2.4.4Het voorgaande brengt mee dat, nu niet in rechte is gebleken dat het beslag en de executie nietig zijn of onrechtmatig zijn geschied, in het kader van het onderhavige incident ervan moet worden uitgegaan dat het beslag en de executie rechtmatig en rechtsgeldig hebben plaatsgevonden.
2.5 Zijn de vorderingen aan Hydra geleverd?
2.5.1 [ Eiser] stelt dat na de executoriale verkoop de vorderingen niet op de in art. 3:94 lid 1 BW voorgeschreven wijze aan Hydra zijn geleverd. Dit verweer kan op grond van het volgende niet slagen.
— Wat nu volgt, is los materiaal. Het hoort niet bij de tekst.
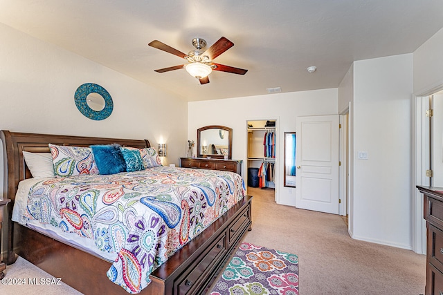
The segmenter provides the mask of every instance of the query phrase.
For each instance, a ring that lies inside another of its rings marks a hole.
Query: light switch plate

2.5.2 In het bij het schorsingsexploot van 5 juni 2009 aan [eiser] betekende proces-verbaal van de executoriale verkoop verklaart de executerende deurwaarder dat de levering van de in dat proces-verbaal genoemde, aan Hydra verkochte vorderingen "is gerealiseerd middels dit proces-verbaal van executoriale verkoop, welke tevens dient als akte als bedoeld in art. 3:94 BW". Nu de levering van de vorderingen aan Hydra als sluitstuk van de executie daarvan deel uitmaakte, was de deurwaarder die blijkens hetzelfde proces-verbaal optrad in opdracht van Landinvest, ingevolge art. 434 Rv. gemachtigd de leveringsakte namens Landinvest op te maken, zodat genoemd proces-verbaal, overeenkomstig de hiervoor geciteerde verklaring daarin, als zodanige leveringsakte heeft te gelden. De levering is voorts op rechtsgeldige wijze aan de schuldenaren van de vorderingen, Forward en Chipshol, medegedeeld door de betekening aan laatstgenoemden van het proces-verbaal bij het genoemde, mede in opdracht van Landinvest, uitgebrachte schorsingsexploot.
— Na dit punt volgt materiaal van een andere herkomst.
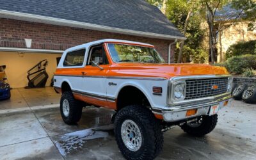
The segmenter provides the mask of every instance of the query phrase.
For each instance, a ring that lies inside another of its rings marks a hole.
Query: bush
[[[243,76],[246,77],[252,77],[255,76],[256,70],[252,69],[246,69],[244,72],[243,73]]]
[[[256,40],[239,42],[231,45],[226,52],[226,58],[244,54],[256,54]]]
[[[242,74],[246,69],[256,69],[256,55],[243,55],[230,58],[227,61],[227,69],[232,73]]]

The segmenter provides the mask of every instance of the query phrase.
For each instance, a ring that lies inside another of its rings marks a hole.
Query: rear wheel
[[[256,102],[256,86],[250,84],[243,92],[242,99],[246,103]]]
[[[125,107],[115,118],[115,134],[122,154],[127,159],[153,159],[163,148],[159,122],[147,108]]]
[[[184,124],[180,127],[188,134],[195,136],[203,136],[212,131],[217,122],[218,115],[202,116],[195,122]]]
[[[74,98],[71,92],[64,92],[60,100],[60,113],[64,122],[74,124],[82,116],[82,103]]]

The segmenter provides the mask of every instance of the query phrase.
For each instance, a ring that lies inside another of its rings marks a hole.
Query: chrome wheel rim
[[[69,115],[69,103],[67,99],[64,99],[62,104],[62,111],[65,116],[68,116]]]
[[[142,143],[141,132],[134,121],[124,121],[121,127],[121,135],[124,143],[129,150],[136,152],[140,148]]]
[[[252,95],[255,90],[255,88],[254,86],[249,86],[246,88],[246,90],[244,90],[244,93],[243,93],[243,97],[245,99],[248,99]]]
[[[195,128],[200,126],[202,122],[203,122],[203,117],[201,116],[195,122],[188,123],[187,125],[191,127]]]
[[[239,85],[237,88],[236,88],[233,91],[233,95],[238,95],[243,90],[243,85]]]

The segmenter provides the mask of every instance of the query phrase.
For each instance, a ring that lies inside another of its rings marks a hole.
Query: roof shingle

2.5.3 Met een en ander was dan ook voldaan aan de door art. 3:94 lid 1 BW aan de levering van de vordering gestelde eisen.
2.5.4 [Eiser] stelt echter dat hij op 2 juni 2009 alsnog de vordering van Landinvest heeft voldaan en dat daardoor de bevoegdheid van Landinvest tot executie en daarmee tot mededeling van de levering van de vorderingen aan Forward en Chipshol was vervallen. Uit de door [eiser] in dit verband overgelegde kwitanties van Gerechtsdeurwaarderskantoor [A] B.V. van 2 en 9 juni 2009 (prod. 7 en 9 bij akte houdende verweer tegen de gestelde schorsing ex artikel 225 Rv.), blijkt dat [eiser] op 2 juni 2009 weliswaar het door het hof tot het tijdstip van zijn arrest begrote bedrag aan proceskosten aan de deurwaarder heeft betaald, maar dat hij eerst op 9 juni 2009 door een aanvullende betaling het gehele bedrag aan proceskosten, inclusief nakosten, heeft voldaan. Aangezien de veroordeling door het hof in de proceskosten ook de nakosten betreft en daarvoor een executoriale titel oplevert (zie HR 19 maart 2010, nr. 08/02690, LJN BL1116), kan niet worden gezegd dat op 2 juni 2009 de bevoegdheid van Landinvest tot executie was vervallen. Daarom faalt ook dit verweer.
2.6 Nu geen van de verweren van [eiser] tegen de schorsing doel treft, houdt de schorsing die heeft plaatsgevonden bij het schorsingsexploot van 5 juni 2009, stand.
De Hoge Raad verstaat dat het geding met ingang van 5 juni 2009 is geschorst.
Dit arrest is gewezen door de vice-president D.H. Beukenhorst als voorzitter en de raadsheren A.M.J. van Buchem-Spapens, W.A.M. van Schendel, C.A. Streefkerk en W.D.H. Asser, en in het openbaar uitgesproken door de raadsheer E.J. Numann op 10 december 2010.